In a typical year, the Guesthouse is used approximately ten times. Guests have included Prince Philip, Harald V, George H. W. Bush, Boris Yeltsin, Hillary Clinton, Donald Trump, Joe Biden, Xi Jinping and Ban Ki Moon, among others.

===As temporary presidential accommodation===
Following his March 2024 inauguration as the President of Finland, Alexander Stubb and his family were accommodated in the State Guesthouse, as the President's official residence Mäntyniemi, nearby some 1 km away, was about to undergo an extensive renovation lasting several years.

Previously, the Guesthouse also briefly accommodated President Mauno Koivisto in 1986.

==Architecture==
Teräsvirta designed the building to blend into its pinewood and rocky outcrop surroundings. Its exterior cladding features red-brown granite, light sandstone, and wood. Parts of the building have sea views over the nearby Laajalahti inlet.

The building's floor area is 2525 sqm (gross), laid out over three stories connected by a lift. In addition to living and dining areas it comprises 11 bedrooms or suites – including a 170 sqm master suite – as well as a sauna and swimming pool complex.

===Interior===
The interior design is by Antti Nurmesniemi, and furnishings by his wife Vuokko Nurmesniemi. With plain, white surfaces and large windows, the overall feel is light and airy. There is extensive use of natural wood and white marble, including in all the en-suite bathrooms.

Much of the furniture and lighting fixtures are designs by Alvar Aalto, and other contents feature Finnish arts and design by the likes of Timo Sarpaneva, Raimo Utriainen, Sam Vanni, Pentti Kaskipuro, and Rafael Wardi.

===Refurbishment===
The building was first renovated in 1998–2001.

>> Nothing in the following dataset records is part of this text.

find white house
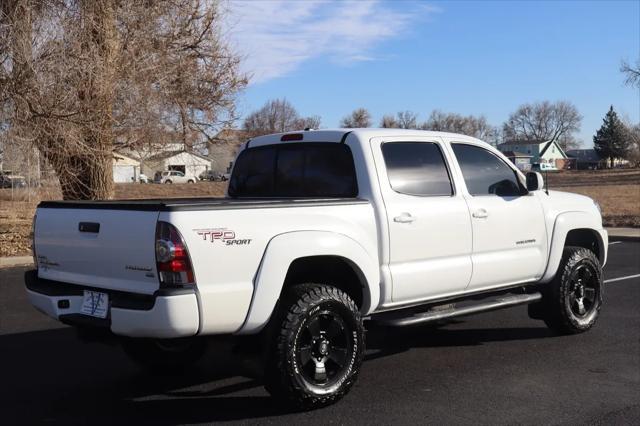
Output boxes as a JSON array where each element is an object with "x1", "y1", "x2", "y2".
[
  {"x1": 143, "y1": 150, "x2": 211, "y2": 179},
  {"x1": 112, "y1": 152, "x2": 141, "y2": 183},
  {"x1": 208, "y1": 129, "x2": 248, "y2": 174},
  {"x1": 502, "y1": 151, "x2": 534, "y2": 171},
  {"x1": 498, "y1": 140, "x2": 569, "y2": 170}
]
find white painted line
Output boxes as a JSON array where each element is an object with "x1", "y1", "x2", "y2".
[
  {"x1": 608, "y1": 241, "x2": 622, "y2": 245},
  {"x1": 605, "y1": 274, "x2": 640, "y2": 284}
]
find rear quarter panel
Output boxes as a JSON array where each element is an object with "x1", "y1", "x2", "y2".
[{"x1": 162, "y1": 202, "x2": 378, "y2": 334}]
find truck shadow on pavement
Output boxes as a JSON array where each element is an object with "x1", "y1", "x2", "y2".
[
  {"x1": 364, "y1": 322, "x2": 555, "y2": 362},
  {"x1": 0, "y1": 322, "x2": 555, "y2": 424}
]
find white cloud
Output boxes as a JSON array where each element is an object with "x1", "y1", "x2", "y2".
[{"x1": 225, "y1": 0, "x2": 439, "y2": 83}]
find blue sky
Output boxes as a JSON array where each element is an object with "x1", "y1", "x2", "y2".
[{"x1": 228, "y1": 0, "x2": 639, "y2": 147}]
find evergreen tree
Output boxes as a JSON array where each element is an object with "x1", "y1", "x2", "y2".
[{"x1": 593, "y1": 106, "x2": 629, "y2": 168}]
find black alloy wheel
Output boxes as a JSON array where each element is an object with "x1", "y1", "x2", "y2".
[
  {"x1": 264, "y1": 283, "x2": 364, "y2": 409},
  {"x1": 531, "y1": 246, "x2": 603, "y2": 334}
]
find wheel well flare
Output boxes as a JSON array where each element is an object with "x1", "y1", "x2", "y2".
[
  {"x1": 565, "y1": 229, "x2": 602, "y2": 262},
  {"x1": 283, "y1": 256, "x2": 366, "y2": 309}
]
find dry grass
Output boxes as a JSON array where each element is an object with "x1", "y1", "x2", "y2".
[
  {"x1": 554, "y1": 184, "x2": 640, "y2": 228},
  {"x1": 113, "y1": 181, "x2": 227, "y2": 199},
  {"x1": 0, "y1": 185, "x2": 62, "y2": 257},
  {"x1": 547, "y1": 169, "x2": 640, "y2": 227},
  {"x1": 1, "y1": 170, "x2": 638, "y2": 257},
  {"x1": 547, "y1": 168, "x2": 640, "y2": 187}
]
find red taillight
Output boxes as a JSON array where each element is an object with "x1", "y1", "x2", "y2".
[
  {"x1": 280, "y1": 133, "x2": 303, "y2": 141},
  {"x1": 155, "y1": 221, "x2": 195, "y2": 286}
]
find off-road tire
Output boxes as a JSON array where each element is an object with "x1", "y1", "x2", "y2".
[
  {"x1": 264, "y1": 284, "x2": 365, "y2": 409},
  {"x1": 164, "y1": 180, "x2": 172, "y2": 184},
  {"x1": 530, "y1": 246, "x2": 603, "y2": 334},
  {"x1": 121, "y1": 337, "x2": 206, "y2": 372},
  {"x1": 187, "y1": 179, "x2": 195, "y2": 183}
]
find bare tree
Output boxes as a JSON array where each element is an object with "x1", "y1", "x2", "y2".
[
  {"x1": 340, "y1": 108, "x2": 372, "y2": 128},
  {"x1": 0, "y1": 0, "x2": 247, "y2": 199},
  {"x1": 295, "y1": 115, "x2": 322, "y2": 130},
  {"x1": 380, "y1": 114, "x2": 398, "y2": 128},
  {"x1": 380, "y1": 111, "x2": 419, "y2": 129},
  {"x1": 624, "y1": 122, "x2": 640, "y2": 167},
  {"x1": 621, "y1": 59, "x2": 640, "y2": 89},
  {"x1": 396, "y1": 111, "x2": 418, "y2": 129},
  {"x1": 503, "y1": 101, "x2": 582, "y2": 150},
  {"x1": 243, "y1": 99, "x2": 321, "y2": 136},
  {"x1": 423, "y1": 110, "x2": 499, "y2": 144}
]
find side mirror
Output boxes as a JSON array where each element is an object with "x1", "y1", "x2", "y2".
[{"x1": 526, "y1": 171, "x2": 544, "y2": 191}]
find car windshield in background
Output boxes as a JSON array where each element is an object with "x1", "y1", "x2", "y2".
[{"x1": 228, "y1": 143, "x2": 358, "y2": 198}]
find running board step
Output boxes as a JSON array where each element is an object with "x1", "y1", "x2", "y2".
[{"x1": 372, "y1": 292, "x2": 542, "y2": 327}]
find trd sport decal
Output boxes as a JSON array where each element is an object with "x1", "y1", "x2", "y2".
[{"x1": 194, "y1": 228, "x2": 252, "y2": 246}]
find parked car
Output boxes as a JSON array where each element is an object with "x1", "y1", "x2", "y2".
[
  {"x1": 138, "y1": 174, "x2": 150, "y2": 183},
  {"x1": 199, "y1": 170, "x2": 224, "y2": 181},
  {"x1": 153, "y1": 170, "x2": 196, "y2": 184},
  {"x1": 0, "y1": 173, "x2": 27, "y2": 188},
  {"x1": 532, "y1": 163, "x2": 557, "y2": 172},
  {"x1": 26, "y1": 129, "x2": 607, "y2": 409}
]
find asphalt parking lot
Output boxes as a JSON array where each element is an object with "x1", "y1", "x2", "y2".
[{"x1": 1, "y1": 241, "x2": 639, "y2": 425}]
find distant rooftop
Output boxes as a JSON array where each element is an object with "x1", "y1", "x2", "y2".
[
  {"x1": 147, "y1": 150, "x2": 210, "y2": 162},
  {"x1": 503, "y1": 150, "x2": 533, "y2": 157},
  {"x1": 566, "y1": 149, "x2": 601, "y2": 162},
  {"x1": 499, "y1": 140, "x2": 550, "y2": 146}
]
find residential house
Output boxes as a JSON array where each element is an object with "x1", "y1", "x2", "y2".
[
  {"x1": 143, "y1": 150, "x2": 211, "y2": 179},
  {"x1": 208, "y1": 129, "x2": 249, "y2": 174},
  {"x1": 502, "y1": 151, "x2": 533, "y2": 171},
  {"x1": 498, "y1": 140, "x2": 569, "y2": 170},
  {"x1": 113, "y1": 152, "x2": 142, "y2": 183},
  {"x1": 565, "y1": 149, "x2": 605, "y2": 170}
]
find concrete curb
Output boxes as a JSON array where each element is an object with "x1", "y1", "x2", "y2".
[
  {"x1": 0, "y1": 256, "x2": 33, "y2": 268},
  {"x1": 606, "y1": 227, "x2": 640, "y2": 242},
  {"x1": 608, "y1": 235, "x2": 640, "y2": 242}
]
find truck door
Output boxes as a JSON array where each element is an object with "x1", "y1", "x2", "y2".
[
  {"x1": 448, "y1": 142, "x2": 547, "y2": 290},
  {"x1": 371, "y1": 138, "x2": 473, "y2": 303}
]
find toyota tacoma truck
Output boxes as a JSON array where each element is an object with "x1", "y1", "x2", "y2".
[{"x1": 25, "y1": 129, "x2": 607, "y2": 408}]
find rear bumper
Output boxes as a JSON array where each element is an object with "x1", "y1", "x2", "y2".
[{"x1": 24, "y1": 270, "x2": 200, "y2": 338}]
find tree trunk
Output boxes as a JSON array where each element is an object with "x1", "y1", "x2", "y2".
[
  {"x1": 610, "y1": 157, "x2": 614, "y2": 168},
  {"x1": 66, "y1": 0, "x2": 118, "y2": 200},
  {"x1": 46, "y1": 151, "x2": 113, "y2": 200},
  {"x1": 8, "y1": 0, "x2": 118, "y2": 200}
]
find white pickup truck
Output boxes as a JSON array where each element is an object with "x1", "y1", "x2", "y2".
[{"x1": 26, "y1": 129, "x2": 607, "y2": 408}]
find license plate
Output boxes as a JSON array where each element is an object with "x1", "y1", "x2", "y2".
[{"x1": 81, "y1": 290, "x2": 109, "y2": 319}]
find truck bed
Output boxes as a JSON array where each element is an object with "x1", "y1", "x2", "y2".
[{"x1": 38, "y1": 197, "x2": 369, "y2": 211}]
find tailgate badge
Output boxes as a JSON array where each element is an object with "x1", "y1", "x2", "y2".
[
  {"x1": 38, "y1": 256, "x2": 60, "y2": 271},
  {"x1": 125, "y1": 265, "x2": 154, "y2": 276}
]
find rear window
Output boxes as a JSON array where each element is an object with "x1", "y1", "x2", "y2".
[{"x1": 228, "y1": 143, "x2": 358, "y2": 198}]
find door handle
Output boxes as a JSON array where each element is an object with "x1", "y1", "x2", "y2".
[
  {"x1": 472, "y1": 208, "x2": 489, "y2": 219},
  {"x1": 394, "y1": 213, "x2": 416, "y2": 223}
]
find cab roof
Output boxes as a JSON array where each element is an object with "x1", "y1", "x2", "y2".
[{"x1": 245, "y1": 128, "x2": 485, "y2": 149}]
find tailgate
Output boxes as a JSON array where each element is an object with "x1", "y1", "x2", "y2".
[{"x1": 34, "y1": 207, "x2": 160, "y2": 294}]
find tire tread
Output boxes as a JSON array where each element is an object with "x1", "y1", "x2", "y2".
[
  {"x1": 541, "y1": 246, "x2": 603, "y2": 334},
  {"x1": 265, "y1": 283, "x2": 364, "y2": 409}
]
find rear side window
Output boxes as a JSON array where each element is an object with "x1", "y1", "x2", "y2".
[
  {"x1": 228, "y1": 143, "x2": 358, "y2": 198},
  {"x1": 451, "y1": 144, "x2": 524, "y2": 197},
  {"x1": 381, "y1": 142, "x2": 453, "y2": 196}
]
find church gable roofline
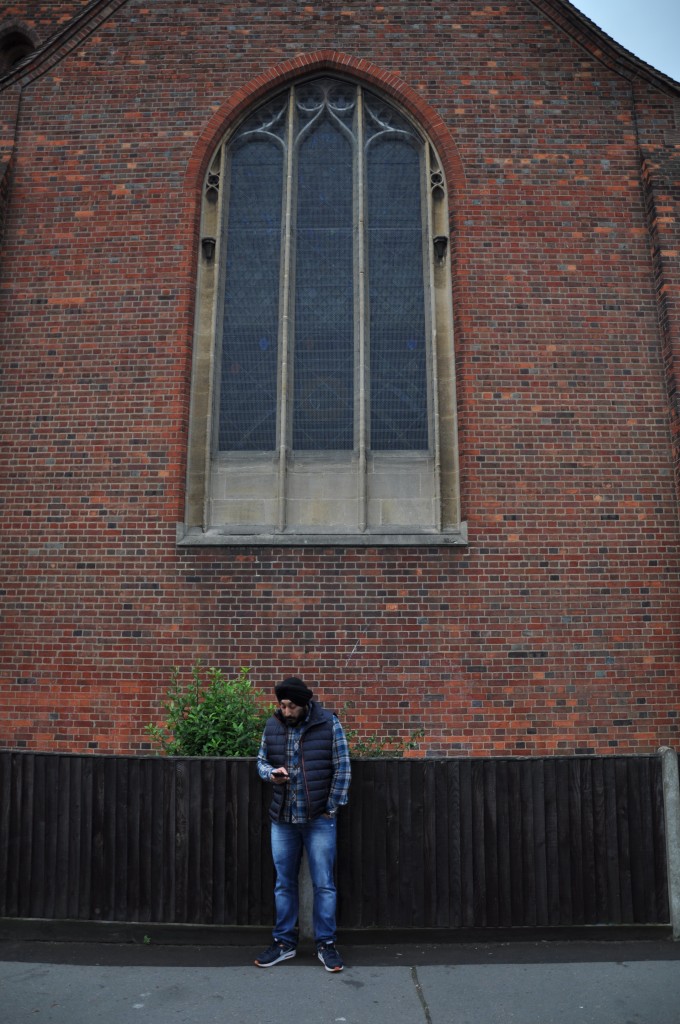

In 2022–2024, a comprehensive refurbishment was carried out, at a cost of c. EUR 19m. As part of this, exterior and interior features were renovated and updated, security features were strengthened, and technical infrastructure modernised. Solar panels were fitted on the roof and a new ground source heat pump based heating system installed, to reduce the building's carbon footprint.